「ねらわれてます!高齢者 悪質商法110番」実施結果
2015年10月30日 独立行政法人国民生活センター 発表資料より
近年、高齢者の消費者被害が多発しています。国民生活センターでは、敬老の日(9月21日(月))にちなみ、9月10日(木)、11日(金)に「ねらわれてます!高齢者 悪質商法110番」(以下「高齢者110番」という)を実施しました。
「高齢者110番」では、2日間で12件の相談が寄せられました。
主な事例
【事例1】暗号通貨のパンフレットを買い取るという電話が突然かかってきた
突然自宅に知らない者から電話があり、具体的な業者名を挙げて「その会社から黄色い封筒が届いたら8,000円で買い取るので、電話して欲しい」と言われ、電話番号を告げられた。
数日後、実際に黄色い封筒が届いた。封筒の中にあるパンフレットには、「世界第2位の暗号通貨」「発行枚数が限られているので持っていると価値が上がる」「今しかできない資産運用」などと書かれており、何かの通貨の購入を勧めているようだ。
電話をしてきた相手には連絡を取らないつもりだが、それでよいか。もし、相手から電話がかかってきたら、何と答えればよいか。
最近、警視庁を名乗るところから「あなたの個人情報が漏れている」という電話もあり、不安だ。
【事例2】アダルトサイトを見ていたら請求画面が表示されてお金を支払ってしまった
パソコンでアダルトサイトを見ていたら、いきなり請求画面が表示された。焦っていたのであわてて業者に電話をしたところ、相手から約20万円を請求された。
支払いは、業者に指示された通り、コンビニでプリペイド型電子マネーを購入し、番号をファクスで事業者に送ってしまった。その後、業者からと思われる電話があったが出ていない。今後も請求が続くか心配である。返金して欲しい。
【事例3】スマートフォンに「サイト未納料金がある」というメールが届いた
スマートフォンに「サイト未納料金がある。放置すれば法的手続きを取る」という内容の簡易メールが届いた。

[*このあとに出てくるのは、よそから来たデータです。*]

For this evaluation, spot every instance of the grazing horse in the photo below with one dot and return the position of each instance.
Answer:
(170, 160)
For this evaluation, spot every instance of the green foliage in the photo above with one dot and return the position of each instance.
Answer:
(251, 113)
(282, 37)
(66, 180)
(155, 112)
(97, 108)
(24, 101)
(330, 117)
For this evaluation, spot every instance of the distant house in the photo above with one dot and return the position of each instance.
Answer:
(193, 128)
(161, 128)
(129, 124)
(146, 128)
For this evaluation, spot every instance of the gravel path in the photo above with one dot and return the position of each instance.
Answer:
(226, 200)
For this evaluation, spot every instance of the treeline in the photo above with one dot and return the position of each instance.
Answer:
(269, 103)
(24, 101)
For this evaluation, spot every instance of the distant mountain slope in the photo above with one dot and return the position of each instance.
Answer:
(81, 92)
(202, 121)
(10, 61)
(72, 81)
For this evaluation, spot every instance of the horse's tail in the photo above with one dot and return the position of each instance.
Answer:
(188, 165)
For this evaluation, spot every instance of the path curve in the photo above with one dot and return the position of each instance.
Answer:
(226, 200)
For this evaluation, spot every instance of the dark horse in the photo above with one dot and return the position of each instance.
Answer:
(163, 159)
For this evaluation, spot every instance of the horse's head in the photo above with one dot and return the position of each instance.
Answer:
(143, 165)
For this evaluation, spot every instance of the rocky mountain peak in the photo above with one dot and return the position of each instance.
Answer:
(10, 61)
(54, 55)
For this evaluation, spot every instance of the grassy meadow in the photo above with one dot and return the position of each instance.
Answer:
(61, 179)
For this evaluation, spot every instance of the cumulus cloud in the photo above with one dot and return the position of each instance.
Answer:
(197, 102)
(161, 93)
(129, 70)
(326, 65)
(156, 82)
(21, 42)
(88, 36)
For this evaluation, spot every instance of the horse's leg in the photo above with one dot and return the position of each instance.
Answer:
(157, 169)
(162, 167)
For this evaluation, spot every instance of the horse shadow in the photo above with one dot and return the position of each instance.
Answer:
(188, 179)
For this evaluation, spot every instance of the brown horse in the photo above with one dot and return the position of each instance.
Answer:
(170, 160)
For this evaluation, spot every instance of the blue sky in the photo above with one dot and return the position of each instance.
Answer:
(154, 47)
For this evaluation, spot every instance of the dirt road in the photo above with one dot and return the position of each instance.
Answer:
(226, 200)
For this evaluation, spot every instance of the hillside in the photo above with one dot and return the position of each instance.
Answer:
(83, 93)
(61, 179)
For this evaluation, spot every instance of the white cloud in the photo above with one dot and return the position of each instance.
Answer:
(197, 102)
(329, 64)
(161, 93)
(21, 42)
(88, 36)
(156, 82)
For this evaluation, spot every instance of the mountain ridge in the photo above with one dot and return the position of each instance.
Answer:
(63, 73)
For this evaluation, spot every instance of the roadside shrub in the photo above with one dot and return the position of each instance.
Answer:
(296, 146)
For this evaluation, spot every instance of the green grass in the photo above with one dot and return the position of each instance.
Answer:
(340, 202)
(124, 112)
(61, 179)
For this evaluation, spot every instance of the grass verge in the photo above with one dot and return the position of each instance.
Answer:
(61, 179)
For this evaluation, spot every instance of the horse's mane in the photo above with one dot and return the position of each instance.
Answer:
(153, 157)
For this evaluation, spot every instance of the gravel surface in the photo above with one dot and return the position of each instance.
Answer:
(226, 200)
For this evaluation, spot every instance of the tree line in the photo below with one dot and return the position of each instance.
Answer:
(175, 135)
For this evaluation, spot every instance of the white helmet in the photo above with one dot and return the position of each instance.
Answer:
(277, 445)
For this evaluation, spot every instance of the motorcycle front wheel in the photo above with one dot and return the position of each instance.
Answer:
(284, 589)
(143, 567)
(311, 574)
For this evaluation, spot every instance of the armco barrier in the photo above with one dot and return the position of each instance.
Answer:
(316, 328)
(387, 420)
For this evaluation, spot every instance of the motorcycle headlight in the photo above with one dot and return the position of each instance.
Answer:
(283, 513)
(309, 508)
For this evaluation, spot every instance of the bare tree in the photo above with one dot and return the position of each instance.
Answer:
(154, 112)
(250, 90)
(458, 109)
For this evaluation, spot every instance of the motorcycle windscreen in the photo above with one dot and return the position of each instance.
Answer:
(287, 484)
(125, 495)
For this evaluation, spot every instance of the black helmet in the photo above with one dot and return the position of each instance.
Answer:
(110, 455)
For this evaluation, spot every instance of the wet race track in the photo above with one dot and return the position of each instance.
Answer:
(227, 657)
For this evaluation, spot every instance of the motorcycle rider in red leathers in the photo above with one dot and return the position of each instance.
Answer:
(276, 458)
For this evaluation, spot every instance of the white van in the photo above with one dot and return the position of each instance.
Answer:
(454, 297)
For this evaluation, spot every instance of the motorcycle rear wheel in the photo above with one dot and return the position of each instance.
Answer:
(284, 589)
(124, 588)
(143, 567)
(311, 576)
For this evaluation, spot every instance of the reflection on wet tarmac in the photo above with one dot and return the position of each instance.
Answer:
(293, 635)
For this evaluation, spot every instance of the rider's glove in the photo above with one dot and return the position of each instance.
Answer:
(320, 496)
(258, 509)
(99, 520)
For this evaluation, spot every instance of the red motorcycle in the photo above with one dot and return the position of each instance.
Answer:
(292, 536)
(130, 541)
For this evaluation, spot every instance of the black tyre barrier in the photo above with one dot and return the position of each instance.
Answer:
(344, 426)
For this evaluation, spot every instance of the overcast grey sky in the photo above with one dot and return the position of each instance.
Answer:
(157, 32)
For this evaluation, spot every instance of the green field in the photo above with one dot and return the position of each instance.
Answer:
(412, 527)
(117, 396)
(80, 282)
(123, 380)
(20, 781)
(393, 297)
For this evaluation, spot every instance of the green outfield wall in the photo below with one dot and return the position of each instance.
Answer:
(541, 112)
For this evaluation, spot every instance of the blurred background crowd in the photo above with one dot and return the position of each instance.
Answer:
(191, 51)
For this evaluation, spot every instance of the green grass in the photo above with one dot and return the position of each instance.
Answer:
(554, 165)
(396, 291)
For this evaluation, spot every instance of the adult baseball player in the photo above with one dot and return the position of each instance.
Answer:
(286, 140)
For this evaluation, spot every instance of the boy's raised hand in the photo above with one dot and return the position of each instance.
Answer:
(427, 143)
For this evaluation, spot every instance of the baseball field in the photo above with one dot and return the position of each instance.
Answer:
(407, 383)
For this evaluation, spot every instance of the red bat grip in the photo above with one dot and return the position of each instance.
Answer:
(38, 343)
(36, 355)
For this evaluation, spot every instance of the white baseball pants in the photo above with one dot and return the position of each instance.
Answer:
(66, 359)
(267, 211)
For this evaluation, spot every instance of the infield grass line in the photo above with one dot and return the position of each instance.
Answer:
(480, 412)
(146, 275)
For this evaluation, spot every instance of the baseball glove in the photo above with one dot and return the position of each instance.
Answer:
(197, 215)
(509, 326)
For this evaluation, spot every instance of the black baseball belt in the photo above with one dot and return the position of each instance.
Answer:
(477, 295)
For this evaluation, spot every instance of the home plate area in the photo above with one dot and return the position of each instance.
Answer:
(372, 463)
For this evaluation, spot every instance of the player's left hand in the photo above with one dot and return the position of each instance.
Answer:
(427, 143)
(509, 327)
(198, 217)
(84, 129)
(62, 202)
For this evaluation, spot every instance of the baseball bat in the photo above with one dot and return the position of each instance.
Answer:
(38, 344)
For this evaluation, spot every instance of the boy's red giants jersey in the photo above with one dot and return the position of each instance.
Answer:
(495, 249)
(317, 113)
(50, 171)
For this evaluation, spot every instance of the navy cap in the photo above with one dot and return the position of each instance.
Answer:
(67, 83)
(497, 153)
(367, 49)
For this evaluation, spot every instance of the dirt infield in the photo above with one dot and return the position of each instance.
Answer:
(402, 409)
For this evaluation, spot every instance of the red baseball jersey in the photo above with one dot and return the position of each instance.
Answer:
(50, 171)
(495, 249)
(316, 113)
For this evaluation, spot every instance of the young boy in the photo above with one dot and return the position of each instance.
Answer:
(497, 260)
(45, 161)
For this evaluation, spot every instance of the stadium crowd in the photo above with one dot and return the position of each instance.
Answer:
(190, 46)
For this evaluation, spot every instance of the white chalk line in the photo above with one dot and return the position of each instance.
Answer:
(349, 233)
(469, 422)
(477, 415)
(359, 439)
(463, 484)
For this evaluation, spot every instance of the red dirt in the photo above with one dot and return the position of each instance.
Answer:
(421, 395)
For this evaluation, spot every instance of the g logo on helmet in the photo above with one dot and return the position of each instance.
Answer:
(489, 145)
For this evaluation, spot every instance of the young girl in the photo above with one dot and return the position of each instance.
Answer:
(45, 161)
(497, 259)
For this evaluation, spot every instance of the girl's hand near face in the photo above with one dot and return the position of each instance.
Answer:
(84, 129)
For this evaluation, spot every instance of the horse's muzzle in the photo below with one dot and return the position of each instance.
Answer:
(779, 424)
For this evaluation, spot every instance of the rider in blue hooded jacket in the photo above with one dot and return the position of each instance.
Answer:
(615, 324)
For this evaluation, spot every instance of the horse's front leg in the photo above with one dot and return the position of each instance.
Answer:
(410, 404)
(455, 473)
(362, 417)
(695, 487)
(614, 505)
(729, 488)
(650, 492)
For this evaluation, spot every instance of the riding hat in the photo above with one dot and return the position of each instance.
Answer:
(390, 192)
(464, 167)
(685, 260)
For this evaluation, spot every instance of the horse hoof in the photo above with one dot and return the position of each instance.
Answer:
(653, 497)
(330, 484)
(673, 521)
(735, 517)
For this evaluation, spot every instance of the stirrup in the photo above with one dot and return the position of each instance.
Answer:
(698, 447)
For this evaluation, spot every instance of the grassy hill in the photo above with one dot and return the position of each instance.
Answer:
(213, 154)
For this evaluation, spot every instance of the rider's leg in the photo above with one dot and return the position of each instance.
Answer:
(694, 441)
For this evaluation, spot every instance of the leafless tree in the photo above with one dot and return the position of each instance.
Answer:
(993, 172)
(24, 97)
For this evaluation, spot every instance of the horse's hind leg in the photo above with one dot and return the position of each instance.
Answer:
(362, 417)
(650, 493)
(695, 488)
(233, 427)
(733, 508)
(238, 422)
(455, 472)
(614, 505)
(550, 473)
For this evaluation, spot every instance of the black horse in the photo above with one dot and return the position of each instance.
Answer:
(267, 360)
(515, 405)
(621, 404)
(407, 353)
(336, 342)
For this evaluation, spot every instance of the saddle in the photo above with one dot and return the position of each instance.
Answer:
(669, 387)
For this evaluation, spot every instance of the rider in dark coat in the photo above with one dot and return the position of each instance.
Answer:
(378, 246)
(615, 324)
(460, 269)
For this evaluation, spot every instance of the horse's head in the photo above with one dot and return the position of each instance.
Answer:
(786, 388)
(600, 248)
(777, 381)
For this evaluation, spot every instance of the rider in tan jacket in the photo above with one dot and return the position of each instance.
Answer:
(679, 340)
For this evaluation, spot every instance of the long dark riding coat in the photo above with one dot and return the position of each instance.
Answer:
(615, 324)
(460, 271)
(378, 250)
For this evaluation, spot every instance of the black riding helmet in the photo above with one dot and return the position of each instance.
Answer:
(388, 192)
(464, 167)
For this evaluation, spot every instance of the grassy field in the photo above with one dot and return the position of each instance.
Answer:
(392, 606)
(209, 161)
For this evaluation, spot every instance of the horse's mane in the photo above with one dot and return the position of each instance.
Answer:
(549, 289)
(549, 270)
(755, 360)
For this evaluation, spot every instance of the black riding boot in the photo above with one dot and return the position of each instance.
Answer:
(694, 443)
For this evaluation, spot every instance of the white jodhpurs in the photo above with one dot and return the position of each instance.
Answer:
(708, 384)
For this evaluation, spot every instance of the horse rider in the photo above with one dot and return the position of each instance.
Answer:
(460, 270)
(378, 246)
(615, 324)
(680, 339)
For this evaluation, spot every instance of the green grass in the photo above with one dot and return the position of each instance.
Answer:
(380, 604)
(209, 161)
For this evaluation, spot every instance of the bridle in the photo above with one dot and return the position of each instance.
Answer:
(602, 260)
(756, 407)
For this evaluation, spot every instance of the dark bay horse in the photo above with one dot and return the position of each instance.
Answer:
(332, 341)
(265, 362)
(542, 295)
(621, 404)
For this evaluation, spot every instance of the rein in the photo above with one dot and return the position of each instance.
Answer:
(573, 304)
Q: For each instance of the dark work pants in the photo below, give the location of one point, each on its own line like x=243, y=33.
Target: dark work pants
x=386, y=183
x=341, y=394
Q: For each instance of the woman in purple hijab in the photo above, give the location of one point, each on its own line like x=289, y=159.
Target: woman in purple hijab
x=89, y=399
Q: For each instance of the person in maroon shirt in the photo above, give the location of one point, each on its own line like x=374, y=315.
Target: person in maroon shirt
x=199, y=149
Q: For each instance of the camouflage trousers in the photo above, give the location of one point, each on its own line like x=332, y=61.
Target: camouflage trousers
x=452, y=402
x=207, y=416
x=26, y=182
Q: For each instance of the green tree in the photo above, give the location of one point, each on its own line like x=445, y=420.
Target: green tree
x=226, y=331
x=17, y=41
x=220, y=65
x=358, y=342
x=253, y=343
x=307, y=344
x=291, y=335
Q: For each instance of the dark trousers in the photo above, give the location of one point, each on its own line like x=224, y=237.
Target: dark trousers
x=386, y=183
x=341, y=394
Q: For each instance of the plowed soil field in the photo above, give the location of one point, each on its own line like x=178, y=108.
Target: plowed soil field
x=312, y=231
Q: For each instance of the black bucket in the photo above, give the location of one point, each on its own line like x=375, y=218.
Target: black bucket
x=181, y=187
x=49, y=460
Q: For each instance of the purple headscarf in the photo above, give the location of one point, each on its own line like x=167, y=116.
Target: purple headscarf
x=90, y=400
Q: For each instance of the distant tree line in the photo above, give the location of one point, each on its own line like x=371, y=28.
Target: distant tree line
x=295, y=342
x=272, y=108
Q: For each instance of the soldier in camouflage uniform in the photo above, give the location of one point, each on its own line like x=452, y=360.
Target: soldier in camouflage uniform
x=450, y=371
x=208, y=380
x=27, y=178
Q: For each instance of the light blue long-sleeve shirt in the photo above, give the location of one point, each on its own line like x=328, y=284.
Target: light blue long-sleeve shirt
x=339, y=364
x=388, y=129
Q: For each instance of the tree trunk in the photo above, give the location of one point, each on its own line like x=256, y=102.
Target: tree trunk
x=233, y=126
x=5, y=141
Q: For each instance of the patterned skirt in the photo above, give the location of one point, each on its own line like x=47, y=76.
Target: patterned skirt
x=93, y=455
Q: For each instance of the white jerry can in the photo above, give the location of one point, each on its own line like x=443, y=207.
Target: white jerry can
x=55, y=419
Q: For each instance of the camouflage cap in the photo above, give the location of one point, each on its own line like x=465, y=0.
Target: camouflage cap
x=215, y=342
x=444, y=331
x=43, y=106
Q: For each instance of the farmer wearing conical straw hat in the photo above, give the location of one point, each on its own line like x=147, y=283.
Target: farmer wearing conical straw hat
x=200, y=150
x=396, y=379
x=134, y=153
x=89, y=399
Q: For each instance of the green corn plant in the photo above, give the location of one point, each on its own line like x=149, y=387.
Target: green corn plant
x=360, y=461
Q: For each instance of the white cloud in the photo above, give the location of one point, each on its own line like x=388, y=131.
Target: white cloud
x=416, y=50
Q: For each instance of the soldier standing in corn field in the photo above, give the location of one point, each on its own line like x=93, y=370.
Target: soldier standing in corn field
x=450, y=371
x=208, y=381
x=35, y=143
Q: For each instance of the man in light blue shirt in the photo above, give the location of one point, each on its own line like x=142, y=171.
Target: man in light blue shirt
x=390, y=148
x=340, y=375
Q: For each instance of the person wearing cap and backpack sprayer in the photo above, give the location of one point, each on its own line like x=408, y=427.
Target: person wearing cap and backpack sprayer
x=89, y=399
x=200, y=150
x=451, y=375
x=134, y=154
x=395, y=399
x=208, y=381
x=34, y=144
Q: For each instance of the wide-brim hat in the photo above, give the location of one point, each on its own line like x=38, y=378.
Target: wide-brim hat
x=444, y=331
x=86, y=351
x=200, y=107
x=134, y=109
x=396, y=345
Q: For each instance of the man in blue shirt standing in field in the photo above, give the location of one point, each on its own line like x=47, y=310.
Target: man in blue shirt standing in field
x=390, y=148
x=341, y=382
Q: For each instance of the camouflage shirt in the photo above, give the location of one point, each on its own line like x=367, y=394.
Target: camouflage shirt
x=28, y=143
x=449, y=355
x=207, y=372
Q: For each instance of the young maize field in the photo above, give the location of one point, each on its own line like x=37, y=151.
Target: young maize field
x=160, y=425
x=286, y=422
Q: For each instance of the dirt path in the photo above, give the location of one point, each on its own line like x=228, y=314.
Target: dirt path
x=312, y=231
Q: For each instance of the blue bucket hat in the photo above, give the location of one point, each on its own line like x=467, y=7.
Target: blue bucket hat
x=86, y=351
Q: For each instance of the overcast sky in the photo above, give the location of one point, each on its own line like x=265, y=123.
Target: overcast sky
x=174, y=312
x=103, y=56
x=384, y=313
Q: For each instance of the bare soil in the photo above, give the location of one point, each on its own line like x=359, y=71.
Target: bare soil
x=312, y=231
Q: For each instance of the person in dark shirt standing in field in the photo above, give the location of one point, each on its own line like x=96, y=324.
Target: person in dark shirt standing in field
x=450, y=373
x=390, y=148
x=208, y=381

身に覚えはないが相手に電話をしたところ、「約2カ月前にサイトに登録されており、放置されている。登録料39万8,000円を支払うように」と言われた後、「裁判所からの書類を待つように」と言われて電話が切れた。登録料を支払わなければならないか。
消費者へのアドバイス
(1)劇場型勧誘(買え買え詐欺)には十分注意し、不審な電話はすぐに切りましょう
複数の者が役回りを分担して高齢者をだまそうとする「劇場型勧誘(買え買え詐欺)」には十分な注意が必要です。「名義を貸して…」「代わりに買って…」などと持ちかけてくる不審な電話がかかってきたら、相手にせずにすぐに電話を切ってください。
(2)留守番電話機能なども利用しましょう
不審な電話勧誘への対策として、留守番電話機能を利用し、かかってきた電話には出ず、必要に応じて後でかけ直すようにする方法が有効です。また、発信者番号表示機能のある電話を使用している場合には、番号非通知や知らない番号からの電話には出ないという方法もあります。
さらに、事前警告を発したうえで自動的に通話内容を録音する「通話録音装置」や、不審な電話番号としてあらかじめ登録されている電話番号からの着信を自動的に着信拒否する「自動着信拒否装置」といった新しい「防犯アイテム」もあります。
(3)身に覚えのない請求をされても、あわてて支払ってはいけません
アダルトサイトなどの閲覧中にいきなり請求画面が表示され、請求内容に納得できない場合や、メールで身に覚えのないサイト未納料金を請求されたりした場合は、あわてて支払ってはいけません。
(4)少しでも疑問や不安を感じた場合は、すぐに消費生活センター等に相談しましょう
少しでも疑問や不安を感じたら、申込みや契約をしたり、お金を払ったりする前に、すぐにお近くの消費生活センター(消費者ホットライン188)等に相談しましょう。
(5)高齢者の消費者トラブルを防ぐためのポイントは、家族や周囲による“見守り”と“気づき”です
高齢者の消費者トラブルを防ぐために、日頃から家族や周囲の人が高齢者本人の居室・居宅の様子、言動や態度に変化や不審な点がないか気をつけましょう。地域の見守り活動やネットワーク作りに取り組んでいる自治体もあるので、こうした活動を利用する方法もあります。